As a Holt sponsor, you are the difference between a child who stays in an orphanage, and one who has a permanent, loving family; the difference between a child who is sick, and one who is healthy; a child who remains in poverty, and a child who has the food, safety, shelter and education they need to overcome it. 

Whether a child is already in an orphanage, or living with their birth family but on the brink of crisis, sponsors bring hope. 

For George, the answer to his story was adoption. But he knows, and celebrates, that the majority of children in sponsorship will remain in their birth families. 

“I always think about God’s sovereignty and His plan,” George says, “and I think about how Holt sponsors are a bridge to keeping a child with their birth family and how that could be God’s plan. That God is using sponsorship to carry out His will, which is to keep these kids with their family. I think that’s really, really amazing.” 

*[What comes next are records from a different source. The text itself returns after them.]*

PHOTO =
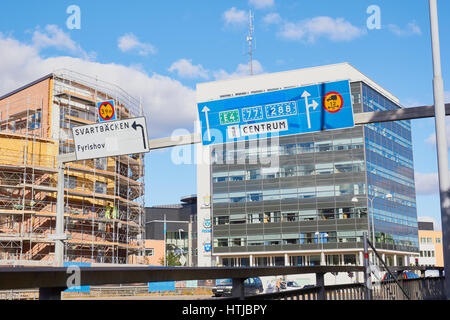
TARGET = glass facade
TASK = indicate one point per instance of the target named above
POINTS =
(303, 200)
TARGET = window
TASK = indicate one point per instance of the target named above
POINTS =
(237, 175)
(237, 242)
(237, 219)
(306, 192)
(237, 197)
(253, 174)
(255, 240)
(288, 149)
(220, 177)
(324, 146)
(271, 195)
(222, 220)
(306, 147)
(306, 170)
(254, 197)
(307, 215)
(272, 239)
(326, 214)
(290, 171)
(70, 182)
(262, 261)
(342, 144)
(270, 173)
(324, 168)
(255, 218)
(221, 242)
(290, 216)
(272, 217)
(100, 187)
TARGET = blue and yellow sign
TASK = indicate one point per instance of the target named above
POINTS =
(307, 109)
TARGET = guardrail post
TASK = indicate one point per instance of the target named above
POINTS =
(50, 293)
(238, 290)
(320, 282)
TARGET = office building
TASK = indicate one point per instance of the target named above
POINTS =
(104, 201)
(325, 190)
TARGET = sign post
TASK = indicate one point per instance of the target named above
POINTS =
(313, 108)
(112, 138)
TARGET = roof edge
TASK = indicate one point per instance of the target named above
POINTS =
(50, 75)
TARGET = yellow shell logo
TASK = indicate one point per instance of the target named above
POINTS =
(333, 102)
(106, 111)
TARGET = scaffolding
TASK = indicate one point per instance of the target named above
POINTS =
(104, 198)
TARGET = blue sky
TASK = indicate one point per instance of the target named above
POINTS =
(159, 50)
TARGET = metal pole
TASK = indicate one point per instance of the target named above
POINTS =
(165, 249)
(367, 279)
(373, 223)
(190, 242)
(441, 141)
(59, 231)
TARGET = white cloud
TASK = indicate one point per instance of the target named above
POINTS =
(272, 18)
(411, 29)
(311, 29)
(52, 36)
(234, 16)
(242, 70)
(129, 42)
(261, 4)
(186, 69)
(168, 104)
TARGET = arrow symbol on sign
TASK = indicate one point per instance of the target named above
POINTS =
(313, 105)
(134, 126)
(206, 110)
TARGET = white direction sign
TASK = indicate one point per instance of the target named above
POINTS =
(113, 138)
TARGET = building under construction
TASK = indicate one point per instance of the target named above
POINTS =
(104, 198)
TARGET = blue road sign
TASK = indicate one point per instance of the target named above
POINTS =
(279, 113)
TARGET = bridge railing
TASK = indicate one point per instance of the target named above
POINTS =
(52, 281)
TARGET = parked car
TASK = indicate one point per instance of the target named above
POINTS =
(292, 285)
(403, 275)
(224, 287)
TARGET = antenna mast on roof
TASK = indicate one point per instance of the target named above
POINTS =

Sponsors not only change children’s lives. Very often, they also save them. When George thinks of the children who needs sponsors, he thinks of himself. He thinks of children who just need someone to come along and make the difference — be the difference — that a child desperately needs.   

Although the death note on that orphanage crib might already be filled in, every child has hope — hope of going home to their birth family, or of joining a family through adoption. 

And as sponsors, George says, “We have the opportunity to step in and care for children while they wait.”